In this activity, you will train a logistic regression model and compute a classification report. You will then proceed to train a decision tree classifier and compute a classification report. You will compare the models using the classification reports. Finally, you will train a random forest classifier and generate the classification report. You will then compare the logistic regression model with the random forest using the classification reports to determine which model you should put into production.

The steps to accomplish this task are:

  1. Open a Jupyter notebook.

  2. Load the necessary libraries.

  3. Read in the data.

  4. Explore the data.

  5. Convert categorical variables using pandas.get_dummies().

  6. Prepare the X and y variables.

  7. Split the data into training and evaluation sets.

  8. Create an instance of LogisticRegression.

  9. Fit the training data to the LogisticRegression model.

  10. Use the evaluation set to make a prediction.

  11. Use the prediction from the LogisticRegression model to compute the classification report.

  12. Create an instance of DecisionTreeClassifier:

    dt_model = DecisionTreeClassifier(max_depth= 6)
    
  13. Fit the training data to the DecisionTreeClassifier model:

    dt_model.fit(train_X, train_y)
    
  14. Using the DecisionTreeClassifier model, make a prediction on the evaluation dataset:

    dt_preds = dt_model.predict(val_X)
    
  15. Use the prediction from the DecisionTreeClassifier model to compute the classification report:

    dt_report = classification_report(val_y, dt_preds)
    print(dt_report)
    

    Note

    We will be studying decision trees in detail in Lab 7, The Generalization of Machine Learning Models.

  16. Compare the classification report from the linear regression model and the classification report from the decision tree classifier to determine which is the better model.

  17. Create an instance of RandomForestClassifier.

  18. Fit the training data to the RandomForestClassifier model.

  19. Using the RandomForestClassifier model, make a prediction on the evaluation dataset.

  20. Using the prediction from the random forest classifier, compute the classification report.

  21. Compare the classification report from the linear regression model with the classification report from the random forest classifier to decide which model to keep or improve upon.
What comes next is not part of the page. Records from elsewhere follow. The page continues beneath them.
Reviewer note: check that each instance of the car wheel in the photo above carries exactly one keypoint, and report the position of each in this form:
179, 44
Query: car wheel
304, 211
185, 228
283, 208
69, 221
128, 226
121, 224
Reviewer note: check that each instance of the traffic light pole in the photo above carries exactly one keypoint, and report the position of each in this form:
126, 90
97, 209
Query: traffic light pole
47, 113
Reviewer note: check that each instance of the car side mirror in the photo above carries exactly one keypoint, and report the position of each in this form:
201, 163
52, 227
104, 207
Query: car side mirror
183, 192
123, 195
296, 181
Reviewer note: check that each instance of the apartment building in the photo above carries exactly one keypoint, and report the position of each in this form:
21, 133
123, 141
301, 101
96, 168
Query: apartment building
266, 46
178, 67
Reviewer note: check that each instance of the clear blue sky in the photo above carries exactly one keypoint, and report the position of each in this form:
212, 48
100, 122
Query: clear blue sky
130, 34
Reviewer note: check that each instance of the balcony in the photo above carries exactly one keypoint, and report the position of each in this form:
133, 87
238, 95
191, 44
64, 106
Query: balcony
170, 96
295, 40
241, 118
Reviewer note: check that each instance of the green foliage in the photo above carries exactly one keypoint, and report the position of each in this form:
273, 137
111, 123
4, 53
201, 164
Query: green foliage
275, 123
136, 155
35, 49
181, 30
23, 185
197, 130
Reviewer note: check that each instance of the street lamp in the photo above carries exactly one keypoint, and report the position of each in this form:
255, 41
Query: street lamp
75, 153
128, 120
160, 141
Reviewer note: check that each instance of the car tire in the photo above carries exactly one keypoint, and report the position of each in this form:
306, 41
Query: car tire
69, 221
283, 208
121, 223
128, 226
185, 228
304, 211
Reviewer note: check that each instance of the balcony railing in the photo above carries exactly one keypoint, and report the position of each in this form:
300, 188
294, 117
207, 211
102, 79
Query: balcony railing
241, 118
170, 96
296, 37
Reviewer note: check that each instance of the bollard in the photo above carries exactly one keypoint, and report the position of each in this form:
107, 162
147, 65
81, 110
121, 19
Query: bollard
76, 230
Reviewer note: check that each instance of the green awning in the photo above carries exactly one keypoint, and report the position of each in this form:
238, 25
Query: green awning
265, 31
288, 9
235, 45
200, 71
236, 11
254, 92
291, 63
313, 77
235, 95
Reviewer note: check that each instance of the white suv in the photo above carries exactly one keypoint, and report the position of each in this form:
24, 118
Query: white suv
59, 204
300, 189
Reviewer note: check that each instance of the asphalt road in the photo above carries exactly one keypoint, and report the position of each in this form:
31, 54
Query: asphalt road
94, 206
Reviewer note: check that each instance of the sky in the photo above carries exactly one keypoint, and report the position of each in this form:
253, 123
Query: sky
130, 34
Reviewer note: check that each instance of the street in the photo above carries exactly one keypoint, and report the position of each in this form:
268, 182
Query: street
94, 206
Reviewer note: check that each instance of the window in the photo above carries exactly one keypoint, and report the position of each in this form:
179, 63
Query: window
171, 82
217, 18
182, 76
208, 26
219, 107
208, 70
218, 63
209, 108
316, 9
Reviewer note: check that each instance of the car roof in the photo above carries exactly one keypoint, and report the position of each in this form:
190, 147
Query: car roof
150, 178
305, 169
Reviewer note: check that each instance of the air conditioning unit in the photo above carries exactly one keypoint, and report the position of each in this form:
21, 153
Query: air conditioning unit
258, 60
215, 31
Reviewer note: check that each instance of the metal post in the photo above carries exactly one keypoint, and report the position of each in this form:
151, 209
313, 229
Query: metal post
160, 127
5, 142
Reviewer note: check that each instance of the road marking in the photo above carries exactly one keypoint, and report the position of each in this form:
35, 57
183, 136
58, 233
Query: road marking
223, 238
  22. Compare the R[2] scores of all three models. The output should be similar to the following:

Summary

In this lab we observed that some of the evaluation metrics for classification models require a binary classification model. We saw that when we worked with more than two classes, we were required to use the one-versus-all approach. The one-versus-all approach builds one model for each class and tries to predict the probability that the input belongs to a specific class. We saw that once this was done, we then predicted that the input belongs to the class where the model has the highest prediction probability. We also split our evaluation dataset into two, it's because X_test and y_test are used once for a final evaluation of the model's performance. You can make use of them before putting your model into production to see how the model would perform in a production environment.